FUENTE: DICYT

Los cantantes transmiten al público diferentes sensaciones. Unos consiguen poner los pelos de punta y otros, a pesar de que su técnica pueda ser muy buena, lo dejan frío. Esa transmisión de emociones tiene que estar entre las características de la voz, pero se desconoce exactamente cuáles son los parámetros que intervienen en ella. Una investigación liderada por la Universidad de Valladolid (UVa) y por la Universidad de Salamanca (USAL) trata de encontrar las claves con la colaboración de tres de las mejores sopranos del panorama nacional: Carmen Solís, Eugenia Boix, y Abenauara Graffigna Caballero.



“Nunca se ha medido científicamente cómo consiguen los cantantes llegar al público, pero tiene que haber algún parámetro acústico, medible físicamente, que transmita esa información extra de emoción”, explica a DiCYT la investigadora de la UVa Manuela del Caño Espinel, doctora en neurociencias y también cantante que lidera este proyecto junto al profesor Carlos Hugo Criado del Valle, de la Facultad de Psicología de la USAL.

“La voz es como una huella dactilar y, de hecho, hay sistemas de seguridad basados en su reconocimiento, ya que cuenta con muchos parámetros personales que son medibles y se pueden detectar en una grabación”, comenta. Sin embargo, puede variar en función del estado emocional de la persona que la emite, en este caso, profesionales del canto lírico durante una actuación. Por eso, el trabajo consiste en modificar las emociones de las cantantes mediante técnicas psicológicas antes de grabar una serie de piezas. Sobre la grabación, los investigadores analizarán los parámetros acústicos.

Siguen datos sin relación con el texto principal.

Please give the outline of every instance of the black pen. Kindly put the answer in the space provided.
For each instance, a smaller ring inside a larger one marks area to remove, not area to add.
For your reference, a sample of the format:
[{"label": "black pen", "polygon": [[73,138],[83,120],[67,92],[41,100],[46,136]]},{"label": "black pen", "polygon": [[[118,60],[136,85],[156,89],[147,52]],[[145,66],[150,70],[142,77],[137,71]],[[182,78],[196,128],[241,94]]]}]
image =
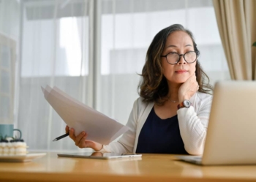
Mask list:
[{"label": "black pen", "polygon": [[57,137],[53,141],[57,141],[61,140],[61,138],[67,137],[68,135],[69,135],[69,132],[67,132],[66,134],[64,134],[61,136]]}]

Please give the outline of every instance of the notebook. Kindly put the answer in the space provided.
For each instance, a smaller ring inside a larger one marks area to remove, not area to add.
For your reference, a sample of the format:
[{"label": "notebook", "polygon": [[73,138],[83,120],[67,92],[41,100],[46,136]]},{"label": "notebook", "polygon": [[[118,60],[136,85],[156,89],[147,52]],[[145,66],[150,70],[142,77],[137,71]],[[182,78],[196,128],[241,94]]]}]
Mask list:
[{"label": "notebook", "polygon": [[203,156],[176,156],[197,165],[256,165],[256,82],[214,87]]},{"label": "notebook", "polygon": [[59,157],[78,157],[99,159],[121,159],[121,158],[134,158],[141,157],[142,154],[135,153],[101,153],[101,152],[78,152],[58,154]]}]

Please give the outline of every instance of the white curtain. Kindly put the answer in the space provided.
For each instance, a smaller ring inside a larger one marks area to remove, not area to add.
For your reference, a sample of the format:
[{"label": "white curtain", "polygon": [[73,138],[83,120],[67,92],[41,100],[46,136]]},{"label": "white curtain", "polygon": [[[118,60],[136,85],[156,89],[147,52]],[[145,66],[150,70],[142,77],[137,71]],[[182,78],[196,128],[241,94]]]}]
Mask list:
[{"label": "white curtain", "polygon": [[[41,85],[56,86],[125,124],[138,97],[147,48],[171,24],[194,33],[212,84],[230,79],[210,0],[8,1],[20,9],[14,122],[30,150],[78,150],[68,138],[52,142],[64,133],[65,124]],[[0,20],[1,25],[10,20]]]},{"label": "white curtain", "polygon": [[18,127],[30,150],[78,150],[69,138],[53,139],[65,123],[41,86],[56,86],[90,103],[89,1],[22,1]]},{"label": "white curtain", "polygon": [[230,79],[211,0],[102,1],[101,104],[99,109],[125,124],[146,53],[154,36],[174,23],[194,33],[199,60],[211,83]]}]

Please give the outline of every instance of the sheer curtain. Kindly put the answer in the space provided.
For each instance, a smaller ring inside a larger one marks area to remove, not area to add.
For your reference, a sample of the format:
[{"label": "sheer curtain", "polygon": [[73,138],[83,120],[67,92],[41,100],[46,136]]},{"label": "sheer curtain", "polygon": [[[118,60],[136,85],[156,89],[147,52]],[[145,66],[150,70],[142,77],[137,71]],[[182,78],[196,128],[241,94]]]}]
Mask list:
[{"label": "sheer curtain", "polygon": [[89,105],[90,1],[21,1],[18,127],[30,150],[78,150],[41,86],[56,86]]},{"label": "sheer curtain", "polygon": [[210,0],[10,0],[0,8],[0,33],[16,43],[10,120],[29,150],[78,150],[68,138],[52,142],[65,124],[43,97],[45,84],[125,124],[146,50],[171,24],[194,33],[211,84],[230,79]]},{"label": "sheer curtain", "polygon": [[14,124],[19,10],[17,1],[0,1],[0,124]]}]

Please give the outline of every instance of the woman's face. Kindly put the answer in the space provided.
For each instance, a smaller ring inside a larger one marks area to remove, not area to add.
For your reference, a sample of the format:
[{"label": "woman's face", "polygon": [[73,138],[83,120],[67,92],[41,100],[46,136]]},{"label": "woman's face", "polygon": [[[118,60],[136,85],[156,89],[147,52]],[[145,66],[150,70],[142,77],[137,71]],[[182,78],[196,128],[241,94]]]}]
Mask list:
[{"label": "woman's face", "polygon": [[[193,41],[190,36],[184,31],[175,31],[170,34],[166,40],[162,55],[170,52],[184,55],[189,51],[194,51]],[[170,84],[178,84],[185,82],[189,76],[195,74],[196,62],[187,63],[183,56],[177,64],[169,64],[165,57],[161,58],[163,74]]]}]

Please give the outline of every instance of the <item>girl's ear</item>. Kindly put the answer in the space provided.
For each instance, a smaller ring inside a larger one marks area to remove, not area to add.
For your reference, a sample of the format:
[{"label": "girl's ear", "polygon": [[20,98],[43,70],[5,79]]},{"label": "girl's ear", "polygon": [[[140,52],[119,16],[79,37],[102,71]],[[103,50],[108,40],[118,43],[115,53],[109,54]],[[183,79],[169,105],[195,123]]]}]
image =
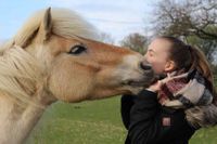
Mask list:
[{"label": "girl's ear", "polygon": [[166,73],[169,73],[169,71],[175,70],[175,68],[176,68],[175,62],[174,62],[174,61],[168,61],[168,62],[166,62],[166,65],[165,65],[165,67],[164,67],[164,70],[165,70]]}]

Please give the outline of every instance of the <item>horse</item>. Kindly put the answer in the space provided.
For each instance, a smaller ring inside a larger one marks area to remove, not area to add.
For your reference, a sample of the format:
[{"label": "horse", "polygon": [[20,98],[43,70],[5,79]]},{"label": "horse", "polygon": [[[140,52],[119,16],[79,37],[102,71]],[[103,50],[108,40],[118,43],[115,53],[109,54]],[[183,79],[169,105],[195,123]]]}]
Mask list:
[{"label": "horse", "polygon": [[129,49],[98,41],[76,12],[36,12],[0,50],[0,143],[25,142],[44,109],[137,93],[153,79],[152,67]]}]

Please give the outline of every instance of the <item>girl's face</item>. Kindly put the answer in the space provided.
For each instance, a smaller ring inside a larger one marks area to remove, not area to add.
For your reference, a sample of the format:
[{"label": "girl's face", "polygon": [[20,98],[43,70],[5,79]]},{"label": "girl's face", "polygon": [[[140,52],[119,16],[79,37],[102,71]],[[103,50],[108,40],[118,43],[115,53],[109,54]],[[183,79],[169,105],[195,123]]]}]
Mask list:
[{"label": "girl's face", "polygon": [[169,41],[161,38],[153,40],[149,45],[144,56],[152,65],[155,74],[169,73],[174,69],[174,62],[169,60],[170,47]]}]

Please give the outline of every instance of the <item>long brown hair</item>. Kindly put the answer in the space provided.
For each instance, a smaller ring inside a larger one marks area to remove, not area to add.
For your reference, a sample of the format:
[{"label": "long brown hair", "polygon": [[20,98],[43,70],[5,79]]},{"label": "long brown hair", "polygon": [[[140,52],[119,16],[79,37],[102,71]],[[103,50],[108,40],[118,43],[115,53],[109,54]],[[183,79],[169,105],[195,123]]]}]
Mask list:
[{"label": "long brown hair", "polygon": [[195,47],[186,44],[183,41],[169,36],[158,37],[170,42],[170,60],[173,60],[178,69],[184,68],[186,70],[196,69],[206,78],[207,87],[217,100],[217,92],[214,87],[214,76],[210,66],[204,53]]},{"label": "long brown hair", "polygon": [[173,60],[178,69],[196,69],[206,79],[206,87],[212,92],[213,103],[205,106],[194,106],[186,109],[188,122],[195,127],[210,127],[217,125],[217,92],[214,86],[214,76],[204,53],[195,48],[186,44],[183,41],[168,36],[162,36],[170,42],[170,60]]}]

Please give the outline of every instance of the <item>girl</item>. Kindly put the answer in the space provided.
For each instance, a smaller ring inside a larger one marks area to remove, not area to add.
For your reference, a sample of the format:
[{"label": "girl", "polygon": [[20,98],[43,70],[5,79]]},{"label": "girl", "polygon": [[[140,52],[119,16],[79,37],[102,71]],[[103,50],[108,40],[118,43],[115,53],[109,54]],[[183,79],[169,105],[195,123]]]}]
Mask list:
[{"label": "girl", "polygon": [[[216,123],[217,108],[213,75],[200,50],[189,47],[174,37],[158,37],[149,45],[145,58],[152,65],[155,74],[177,73],[173,77],[167,77],[150,86],[138,95],[122,97],[122,117],[128,130],[126,144],[188,144],[196,129]],[[191,73],[184,75],[188,71]],[[164,93],[162,86],[166,83],[169,86],[171,80],[177,80],[174,82],[175,86],[182,84],[178,90],[187,86],[189,81],[184,80],[189,77],[178,76],[179,74],[182,76],[192,76],[193,74],[193,79],[195,74],[200,74],[200,77],[204,78],[203,84],[206,88],[204,91],[209,91],[207,96],[209,100],[206,101],[205,106],[193,106],[184,110],[183,108],[175,109],[163,106],[166,103],[158,103],[162,97],[158,99],[157,93],[159,93],[158,95]]]}]

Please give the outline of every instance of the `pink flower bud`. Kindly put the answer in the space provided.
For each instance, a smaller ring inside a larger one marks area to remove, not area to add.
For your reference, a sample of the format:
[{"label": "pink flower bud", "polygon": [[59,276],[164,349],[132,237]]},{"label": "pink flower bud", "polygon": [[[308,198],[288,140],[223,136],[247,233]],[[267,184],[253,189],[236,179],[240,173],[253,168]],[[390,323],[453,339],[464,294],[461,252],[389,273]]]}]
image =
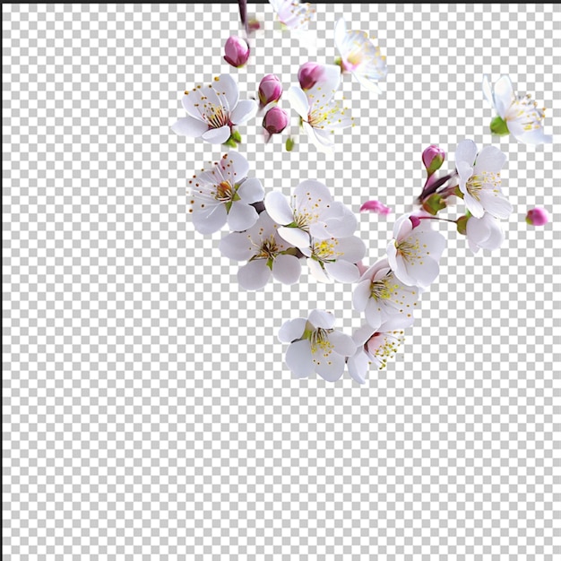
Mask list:
[{"label": "pink flower bud", "polygon": [[267,111],[263,120],[263,127],[269,134],[282,133],[289,124],[289,116],[279,107],[272,108]]},{"label": "pink flower bud", "polygon": [[324,67],[315,63],[306,63],[298,70],[300,88],[306,91],[315,85],[315,82],[324,75]]},{"label": "pink flower bud", "polygon": [[389,214],[392,209],[382,204],[380,201],[367,201],[361,207],[360,212],[366,212],[371,211],[372,212],[377,212],[378,214]]},{"label": "pink flower bud", "polygon": [[249,58],[249,45],[247,42],[237,37],[232,35],[224,46],[224,60],[236,68],[243,66]]},{"label": "pink flower bud", "polygon": [[278,101],[282,95],[282,84],[274,74],[263,76],[259,82],[259,101],[264,107],[272,101]]},{"label": "pink flower bud", "polygon": [[425,149],[423,151],[423,165],[427,168],[429,176],[435,173],[436,169],[440,169],[445,158],[446,152],[438,146],[433,144]]},{"label": "pink flower bud", "polygon": [[543,226],[549,221],[549,215],[546,209],[531,209],[526,214],[526,222],[532,226]]}]

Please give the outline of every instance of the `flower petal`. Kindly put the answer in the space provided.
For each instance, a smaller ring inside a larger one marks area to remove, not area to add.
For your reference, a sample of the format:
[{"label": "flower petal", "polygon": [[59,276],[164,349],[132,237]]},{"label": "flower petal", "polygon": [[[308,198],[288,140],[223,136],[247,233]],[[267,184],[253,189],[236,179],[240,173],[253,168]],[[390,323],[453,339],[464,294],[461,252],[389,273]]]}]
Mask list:
[{"label": "flower petal", "polygon": [[456,147],[454,154],[454,160],[456,162],[456,168],[458,168],[458,162],[465,161],[470,168],[473,168],[473,162],[475,157],[478,154],[477,144],[471,140],[462,141]]},{"label": "flower petal", "polygon": [[204,134],[201,135],[201,138],[211,144],[223,144],[230,135],[229,126],[225,125],[220,128],[209,129]]},{"label": "flower petal", "polygon": [[301,272],[300,260],[294,255],[277,255],[272,262],[272,276],[282,284],[298,282]]},{"label": "flower petal", "polygon": [[282,226],[278,231],[279,236],[294,247],[303,249],[310,246],[310,235],[299,228],[286,228]]},{"label": "flower petal", "polygon": [[352,293],[352,305],[358,312],[364,312],[367,309],[367,304],[370,299],[371,284],[370,279],[365,279],[357,284]]},{"label": "flower petal", "polygon": [[478,159],[473,167],[473,175],[479,175],[482,171],[499,173],[506,156],[495,146],[486,146],[478,155]]},{"label": "flower petal", "polygon": [[219,248],[225,257],[234,261],[248,261],[255,253],[246,233],[233,232],[225,236],[220,239]]},{"label": "flower petal", "polygon": [[251,228],[259,218],[257,211],[253,206],[242,201],[232,203],[228,213],[228,226],[234,232],[242,232]]},{"label": "flower petal", "polygon": [[348,261],[324,263],[325,272],[339,282],[356,282],[360,278],[358,268]]},{"label": "flower petal", "polygon": [[287,349],[284,361],[297,378],[307,378],[314,374],[310,341],[305,339],[291,343]]},{"label": "flower petal", "polygon": [[314,327],[332,329],[335,324],[335,316],[324,310],[312,310],[307,316],[307,321],[312,324]]},{"label": "flower petal", "polygon": [[319,364],[315,365],[315,372],[325,382],[337,382],[345,369],[345,358],[332,352],[328,358],[320,357]]},{"label": "flower petal", "polygon": [[[229,74],[220,74],[213,82],[213,90],[218,94],[222,105],[229,111],[237,105],[239,91],[236,81]],[[234,121],[232,121],[234,122]]]},{"label": "flower petal", "polygon": [[357,351],[357,345],[352,337],[341,332],[332,332],[327,335],[329,342],[333,345],[333,350],[343,357],[351,357]]},{"label": "flower petal", "polygon": [[493,100],[498,116],[504,119],[506,110],[510,108],[514,98],[513,82],[508,76],[501,76],[493,87]]},{"label": "flower petal", "polygon": [[307,121],[307,116],[309,112],[309,103],[306,93],[298,86],[290,86],[286,92],[286,97],[290,102],[292,108],[306,121]]},{"label": "flower petal", "polygon": [[304,335],[306,322],[307,320],[303,317],[285,322],[279,330],[279,341],[283,343],[291,343],[293,341],[300,339]]},{"label": "flower petal", "polygon": [[223,204],[219,204],[210,214],[194,212],[193,225],[201,234],[213,234],[226,224],[227,218],[226,208]]},{"label": "flower petal", "polygon": [[315,279],[319,282],[325,282],[326,284],[331,284],[333,282],[333,280],[329,277],[322,265],[314,259],[307,260],[307,266],[310,270],[310,272],[314,275]]},{"label": "flower petal", "polygon": [[199,121],[192,117],[182,117],[171,125],[171,130],[176,134],[199,138],[199,136],[209,130],[209,125],[203,121]]},{"label": "flower petal", "polygon": [[271,269],[267,267],[266,259],[250,261],[237,271],[237,282],[246,290],[259,290],[271,279]]},{"label": "flower petal", "polygon": [[270,191],[265,195],[265,209],[277,224],[290,224],[294,221],[292,209],[287,198],[280,191]]},{"label": "flower petal", "polygon": [[[479,193],[479,198],[483,208],[495,218],[507,219],[513,211],[513,205],[500,191],[495,193],[490,189],[485,189]],[[473,212],[471,214],[476,216]],[[476,218],[480,217],[477,216]]]},{"label": "flower petal", "polygon": [[236,108],[230,115],[230,120],[234,125],[243,125],[255,117],[257,103],[253,99],[238,101]]},{"label": "flower petal", "polygon": [[244,203],[258,203],[263,201],[265,195],[265,190],[261,185],[261,181],[255,177],[246,179],[238,189],[237,194]]}]

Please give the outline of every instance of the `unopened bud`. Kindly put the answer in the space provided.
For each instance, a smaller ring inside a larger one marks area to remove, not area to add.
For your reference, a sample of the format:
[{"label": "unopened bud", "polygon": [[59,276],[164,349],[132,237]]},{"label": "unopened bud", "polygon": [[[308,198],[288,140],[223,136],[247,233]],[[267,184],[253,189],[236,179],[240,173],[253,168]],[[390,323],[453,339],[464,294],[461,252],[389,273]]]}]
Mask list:
[{"label": "unopened bud", "polygon": [[316,63],[306,63],[298,70],[300,88],[306,91],[315,85],[315,82],[324,75],[324,66]]},{"label": "unopened bud", "polygon": [[445,158],[446,152],[442,148],[434,144],[426,148],[423,151],[423,165],[427,168],[427,173],[432,176],[436,169],[440,169]]},{"label": "unopened bud", "polygon": [[549,221],[549,215],[545,209],[531,209],[526,214],[526,222],[532,226],[543,226]]},{"label": "unopened bud", "polygon": [[282,95],[282,84],[278,76],[267,74],[259,82],[259,101],[264,107],[273,101],[278,101]]},{"label": "unopened bud", "polygon": [[249,58],[249,45],[247,41],[232,35],[224,46],[224,60],[236,68],[243,66]]},{"label": "unopened bud", "polygon": [[279,107],[272,108],[263,119],[263,127],[269,134],[282,133],[289,124],[289,116]]}]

“Las características de las ondas que forman cada sonido de nuestra voz dan como resultado un espectro único e irrepetible”, comenta Manuela del Caño, “y nosotros estamos interesados sobre todo en los llamados formantes vocálicos, que son muy característicos; así como en el ‘vibrato’, que se modifica especialmente ante la emoción; y en los armónicos, que generan el timbre”.



Las tres sopranos ya han participado en una serie de sesiones para este proyecto en las que su voz ha sido registrada en alta calidad con micrófonos especiales para tener la mayor resolución posible. De esta manera, posteriormente se pueden disgregar todos los parámetros de la voz a través de programas informáticos y con la ayuda de un ingeniero acústico. De este trabajo derivará un análisis estadístico y matemático que probablemente revelará algunas claves ocultas de la transmisión de emociones en la voz.



Además, habrá una segunda parte experimental. “Queremos comprobar si los factores que hemos modificado son percibidos por el público”, señala la investigadora de la UVa. Para ello, participarán diferentes grupos, que incluirán público general y personas con conocimientos musicales previos. “También vamos a tener en cuenta sus características personales y su estado emocional para que no se nos escape ninguna variable que pueda influir en su percepción”, destaca.



Nueva herramienta profesional



Aparte del conocimiento científico que se extraerá del proyecto, el objetivo último es proporcionar una herramienta a los cantantes. “Sabrán que modificando determinados parámetros van a llegar más al público, de manera que podrían hacer un trabajo emocional previo antes de salir al escenario. De hecho, en muchos casos ya lo hacen de manera inconsciente, porque se meten en el papel igual que los actores, pero nunca se ha establecido en qué consiste desde el punto de vista científico y cuantitativo”, explica Manuela del Caño. Del mismo modo, los resultados del proyecto pueden ser muy útiles de cara a la formación en el conservatorio.



Este proyecto, denominado “Expresión de emociones sobre los parámetros acústicos y formantes vocálicos en profesionales del canto”, está financiado por la Universidad de Salamanca y cuenta también con la colaboración de Javier San Miguel, repertorista del Conservatorio Superior de Música de Castilla y León; Javier Centeno, director del Área de Didáctica de la Expresión Musical de la Universidad de Burgos; Samuel Quintana, ingeniero acústico de la Universidad de Castilla La Mancha; Carlos Gutiérrez Cajaraville, musicólogo de la Universidad de Valladolid; y del estudio de Grabación Eldana de Dueñas, Palencia.